Sorry - my mistake here. The present Union implementation is inherently ‘stable’ actually. For some reason I thought it has the structure similar to Container

Of course there is always a lot of semantics which couldn’t be expressed with types. But whenever it’s feasible it always better to express semantics/constraints via static types in the presence of such system (SSZ in our case).

Of course I don’t treat it as an immutable rule. If you are saying there is a ‘combinatorial explosion’ then of course it probably doesn’t make sense to ‘die hard’ sticking to strong typing. However some things could be expressed in a more canonical way on my mind:

Obvious example:

    # EIP-4844
    max_fee_per_blob_gas: Optional[uint256]
    blob_versioned_hashes: Optional[List[VersionedHash, MAX_BLOB_COMMITMENTS_PER_BLOCK]]

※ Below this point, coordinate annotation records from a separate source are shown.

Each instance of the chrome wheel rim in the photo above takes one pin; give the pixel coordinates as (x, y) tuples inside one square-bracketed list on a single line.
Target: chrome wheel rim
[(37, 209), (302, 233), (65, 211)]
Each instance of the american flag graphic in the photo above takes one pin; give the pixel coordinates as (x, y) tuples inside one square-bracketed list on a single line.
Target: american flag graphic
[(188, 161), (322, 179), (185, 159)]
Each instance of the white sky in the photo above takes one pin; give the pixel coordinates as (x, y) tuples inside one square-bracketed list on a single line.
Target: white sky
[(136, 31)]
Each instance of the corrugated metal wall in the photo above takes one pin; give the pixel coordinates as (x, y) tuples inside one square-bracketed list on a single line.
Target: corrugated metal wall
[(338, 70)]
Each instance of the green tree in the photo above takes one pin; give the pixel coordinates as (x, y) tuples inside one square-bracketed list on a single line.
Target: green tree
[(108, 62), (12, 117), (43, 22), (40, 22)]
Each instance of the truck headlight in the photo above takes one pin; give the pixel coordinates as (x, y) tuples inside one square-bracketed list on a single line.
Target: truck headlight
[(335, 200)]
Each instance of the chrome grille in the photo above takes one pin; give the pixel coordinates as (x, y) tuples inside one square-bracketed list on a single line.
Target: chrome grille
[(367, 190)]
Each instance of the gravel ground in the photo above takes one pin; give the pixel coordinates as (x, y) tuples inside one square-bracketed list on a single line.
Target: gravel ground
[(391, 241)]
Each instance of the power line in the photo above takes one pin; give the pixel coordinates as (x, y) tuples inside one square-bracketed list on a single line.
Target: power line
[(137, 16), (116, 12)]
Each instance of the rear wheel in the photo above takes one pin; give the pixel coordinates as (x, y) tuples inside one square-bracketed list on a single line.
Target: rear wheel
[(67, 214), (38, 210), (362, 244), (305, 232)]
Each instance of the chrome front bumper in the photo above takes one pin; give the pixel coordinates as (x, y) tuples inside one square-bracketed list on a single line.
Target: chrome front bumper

Both fields are either present or absent. Ideally it would look like:

    # EIP-4844
    eip4844Data: Optional[Eip4844Data]

class Eip4844Data(StableContainer[N]):    
    max_fee_per_blob_gas: uint256
    blob_versioned_hashes: List[VersionedHash, MAX_BLOB_COMMITMENTS_PER_BLOCK]

I’m not sure about transaction representation. Teku has dedicated Java types for every hardfork version of every structure. That seriously helps to avoid shooting your foot when adding/changing processing logic across the whole codebase.
Worth to mention there is a type hierarchy as well (which is not applicable in spec) which makes things a lot simpler.